Warga Bekasi yang Meninggal di Cianjur Ternyata Positif Corona!

Bangun Santoso
Warga Bekasi yang Meninggal di Cianjur Ternyata Positif Corona!
Gubernur Jawa Barat Ridwan Kamil saat menggelar jumpa pers terkait pencegahan virus corona di Gedung Sate Bandung, Jalan Diponegoro, Selasa (3/3/2020). (Suara.com/Silmi Kaffah)

Anak dan istri warga Bekasi itu kini juga dinyatakan positif virus corona.

SuaraJabar.id - Menyikapi status pandemi global virus corona atau Covid-19, Pemerintah Provinsi Jawa Barat memutuskan untuk melakukan percepatan penanganan dan pencegahan penyakit ini.
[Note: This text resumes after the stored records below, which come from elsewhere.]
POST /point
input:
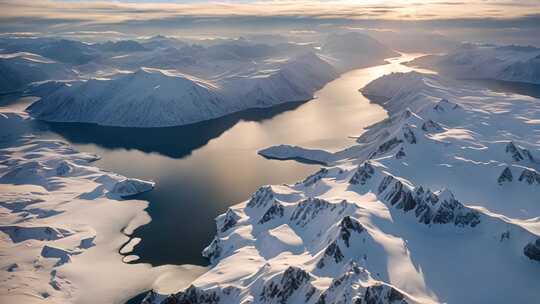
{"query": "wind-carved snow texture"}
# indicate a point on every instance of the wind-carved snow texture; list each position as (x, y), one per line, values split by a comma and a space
(63, 222)
(433, 205)
(508, 63)
(155, 86)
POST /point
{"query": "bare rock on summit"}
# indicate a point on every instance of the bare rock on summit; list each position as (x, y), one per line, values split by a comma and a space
(506, 176)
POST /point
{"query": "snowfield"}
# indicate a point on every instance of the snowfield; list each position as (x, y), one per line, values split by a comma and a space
(439, 203)
(64, 226)
(162, 82)
(508, 63)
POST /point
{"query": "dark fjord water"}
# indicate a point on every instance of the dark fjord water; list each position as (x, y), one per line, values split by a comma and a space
(203, 168)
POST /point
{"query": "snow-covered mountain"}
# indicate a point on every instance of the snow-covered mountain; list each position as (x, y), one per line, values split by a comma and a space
(508, 63)
(65, 224)
(155, 97)
(146, 98)
(191, 83)
(436, 204)
(18, 70)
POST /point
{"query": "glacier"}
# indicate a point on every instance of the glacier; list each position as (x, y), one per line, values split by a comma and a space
(394, 219)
Jabar dengan jumlah penduduk lebih kurang 50 juta jiwa harus sigap dalam mengantisipasi.

Gubernur Jawa Barat Ridwan Kamil melakukan jumpa pers terkait informasi terbaru dan penanganan Pemerintah Provinsi Jawa Barat terkait penyebaran virus Corona (Covid-19) di Gedung Pakuan, Minggu (15/3/2020).
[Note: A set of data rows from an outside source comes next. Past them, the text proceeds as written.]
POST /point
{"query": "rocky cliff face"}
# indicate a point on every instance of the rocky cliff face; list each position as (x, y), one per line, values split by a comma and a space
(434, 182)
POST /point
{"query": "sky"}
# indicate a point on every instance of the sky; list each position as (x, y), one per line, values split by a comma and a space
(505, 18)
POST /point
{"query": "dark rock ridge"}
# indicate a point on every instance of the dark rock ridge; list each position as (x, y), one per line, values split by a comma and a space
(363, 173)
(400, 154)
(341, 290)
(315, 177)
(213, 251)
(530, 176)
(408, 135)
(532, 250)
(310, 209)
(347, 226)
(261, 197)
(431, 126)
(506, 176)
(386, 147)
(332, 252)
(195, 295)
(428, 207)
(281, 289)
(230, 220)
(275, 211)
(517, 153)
Ridwan menyampaikan data statistik terbaru yang dipantau Pemprov melalui Dinkes Jabar yakni masyarakat yang masuk rumah sakit karena dicurigai dari pola aktivitas sosialnya berjumlah 706, isolasi pribadi telah selesai 256, warga yang masih dipantau 448, Pasien Dalam Pengawasan (PDP) ada 82. Status PDP ini terdiri dari 54 negatif, 28 masih menunggu hasil, dan 7 positif.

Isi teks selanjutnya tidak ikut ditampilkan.